No operator precedence is defined, use brackets (…) to group sub-statements.

Conflicting and ambiguous statements

Human interpretation is needed when statements inside the project conflict with each other. Some clues that can help you decide:

Detailedness:
If the header in the COPYING file says “GNU General Public License”, but the license text below that is in fact a BSD license, the correct license for the license identifier is the BSD license.
Author Intent:
If the README says “this code is LGPL 2.1”, but COPYING contains a GPL boilerplate license text, the correct license identifier is probably “LGPL 2.1” – the README written by the author prevails over the boilerplate text.
Recency:
If README and COPYING are both clearly written by the author themselves, and the README says “don’t do $thing” and COPYING says “do $thing”, the more recent file prevails.
Scope:
If no license statement can be found, but there is a COPYING file containing a license text, infer that the whole project is licensed under that license.
Err on the side of caution:
If all you can find is a GPL license text, this doesn’t yet tell you whether the project is licensed under the -only or the -or-later variant. In that case, interpret the license restrictively and choose the -only variant for the license identifier.
Don’t assume:
If anything is ambiguous or unclear, choose custom as a license identifier.

Note

Any of these cases is considered a bug and should be reported to the upstream maintainers!

“Public Domain” software

For good reasons, SPDX doesn’t supply a license identifier for “Public Domain”. Nevertheless, some PTXdist package rules specify public_domain as their respective license identifier. This is purely for historical reasons, and public_domain should normally not be used for new packages. Some of those “Public Domain” dedications in packages have since been accepted in SPDX, e.g. libselinux or SQLite.

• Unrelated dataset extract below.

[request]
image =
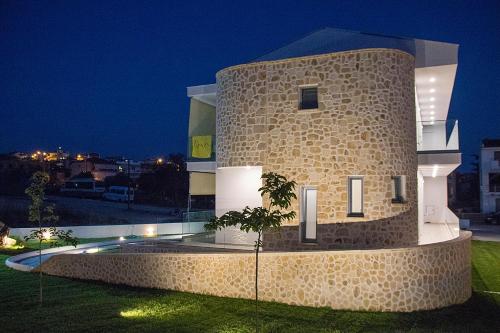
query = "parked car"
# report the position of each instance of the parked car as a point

No license information at all

No license - no usage rights!

Definitely report this bug to the upstream maintainer. Maybe even point them in the direction of machine-readablity :)

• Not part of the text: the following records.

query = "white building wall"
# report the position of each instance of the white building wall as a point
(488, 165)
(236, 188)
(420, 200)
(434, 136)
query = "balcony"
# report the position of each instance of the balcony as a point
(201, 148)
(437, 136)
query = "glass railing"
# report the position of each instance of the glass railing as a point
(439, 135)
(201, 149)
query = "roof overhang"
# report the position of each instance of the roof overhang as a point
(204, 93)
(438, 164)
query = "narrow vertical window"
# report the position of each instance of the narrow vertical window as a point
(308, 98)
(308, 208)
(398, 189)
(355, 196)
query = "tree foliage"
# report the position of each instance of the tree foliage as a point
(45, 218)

Adding license files to PTXdist packages

The SPDX license identifier of the package goes into the <PKG>_LICENSE variable in the respective package rule file. All relevant files identified in the steps above are then added to the variable <PKG>_LICENSE_FILES, including a checksum so that PTXdist complains when they change.

Example:

DDRESCUE_LICENSE     := GPL-2.0-or-later AND BSD-2-Clause
DDRESCUE_LICENSE_FILES       := \
        file://COPYING;md5=76d6e300ffd8fb9d18bd9b136a9bba13 \
        file://main.cc;startline=1;endline=16;md5=a01d61d3293ce28b883d8ba0c497e968 \
        file://arg_parser.cc;startline=1;endline=18;md5=41d1341d0d733a5d24b26dc3cbc1ac42

See the section Package Specific Variables for more information about the syntax of those two variables.

The MD5 sum for a block of lines can be generated with sed’s p (print) command applied to a range of lines. For the example above, lines 1 to 16 of main.cc would be:

$ sed -n 1,16p main.cc | md5sum -
a01d61d3293ce28b883d8ba0c497e968

Always include the copyright statement (“Copyright YYYY (C) Some Person”) for the calculation of the checksum, even if it means that the checksum changes on package updates when new years are added to the string. While it is not is needed for most licenses to be valid, some licenses require that it must not be removed (e.g. see GPLv2, section 1), and it is proper etiquette to give attribution to the maintainers in the license report document.

If additional information is in the README or license headers in source files are used, also include these files (for source code: one of each is enough), but use md5sum only on the relevant lines, so changes in the rest of the file do not appear as license changes.

For rather chaotic directories with lots of license files, definitely include at least one relevant source file with license headers (if there are any), as some developers tend to accumulate license files without adjusting it to license changes in their source.

Note

For each single license identifier in the license expression, include at least one file with checksum in the <PKG>_LICENSE_FILES variable.

PTXdist will include all files (or their respective lines) that were referenced in <PKG>_LICENSE_FILES as verbatim sources in the license report.